Studying few cluster resonances with quantum neural network driven iterative Harrow-Hassidim-Lloyd algorithm

TL;DR

This paper introduces a novel quantum computing framework combining quantum neural networks and iterative algorithms to study resonance phenomena in hypernuclei, advancing nuclear many-body research.

Contribution

It develops a quantum neural network-based iterative algorithm integrating complex scaling and eigenvector continuation for resonance analysis in hypernuclei.

Findings

Successfully identified resonance parameters of hypernuclei

Validated quantum algorithm with ${}^9_{\Lambda}$Be resonance state

Established a new quantum workflow for nuclear resonance studies

Abstract

By using the quantum computing the properties of hypernuclei ${}^5_{\Lambda}$He, ${}^{\ 6}_{{\Lambda\Lambda}}$He and ${}^9_{\Lambda}$Be can be investigated within microscopic cluster model.

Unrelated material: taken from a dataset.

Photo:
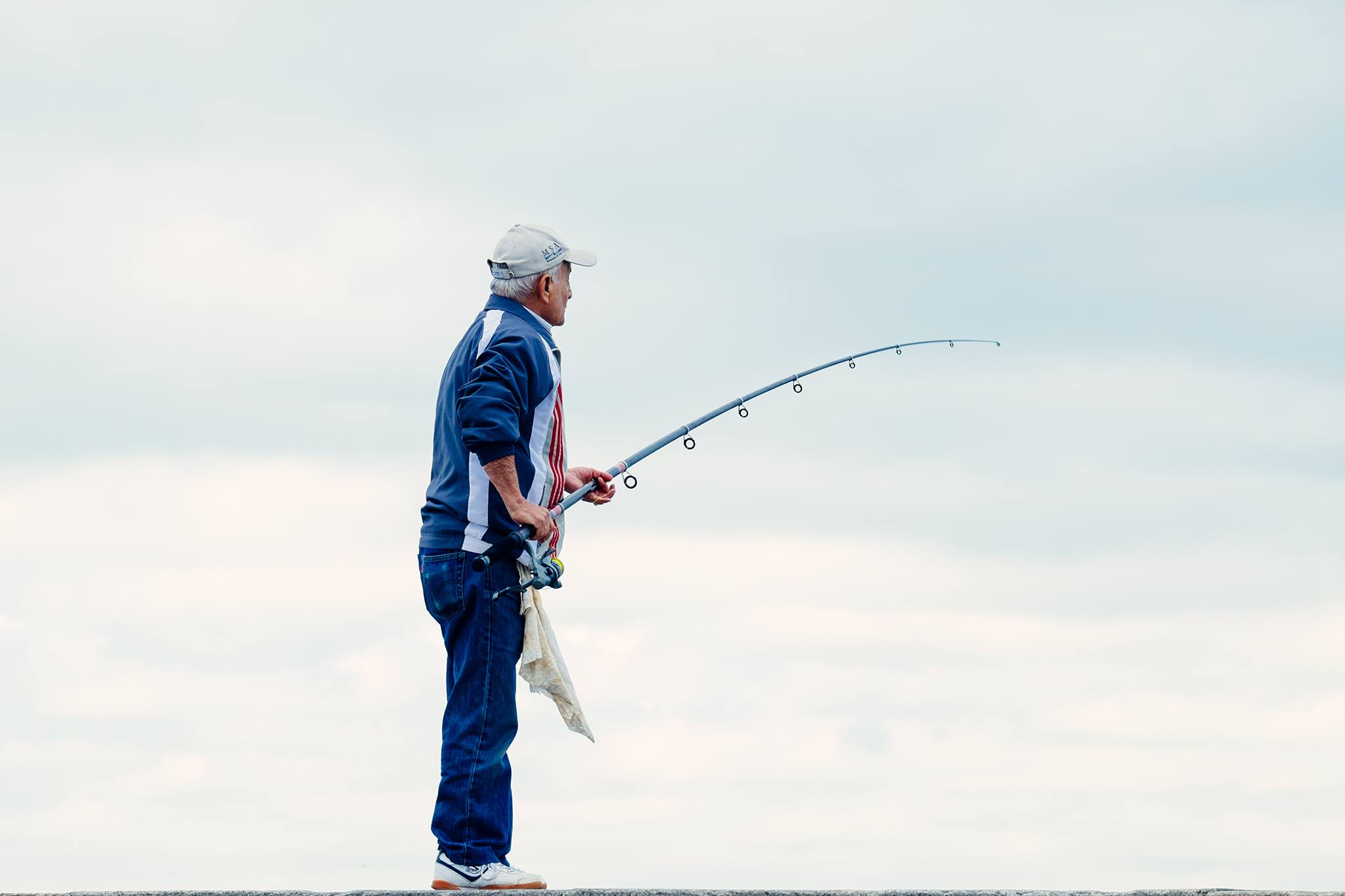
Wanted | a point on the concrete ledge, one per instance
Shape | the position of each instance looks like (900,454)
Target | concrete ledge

Our approach combines quantum neural network (QNN) with iterative Harrow-Hassidim-Lloyd (IHHL) algorithm (abbreviated as QNN-IHHL) to solve the quantum many-body problem. To efficiently describe resonance phenomena, we employ complex scaling and eigenvector continuation techniques, providing a robust framework for identifying few-cluster resonance parameters within quantum computing. To validate our quantum algorithm, the resonant $4^{+}$ state of ${}^9_{\Lambda}$Be is chosen as a core example. With QNN-IHHL algorithm we realize a fully quantum workflow, which provides a novel framework and some ground work for exploring resonance properties in complex nuclear many-body systems.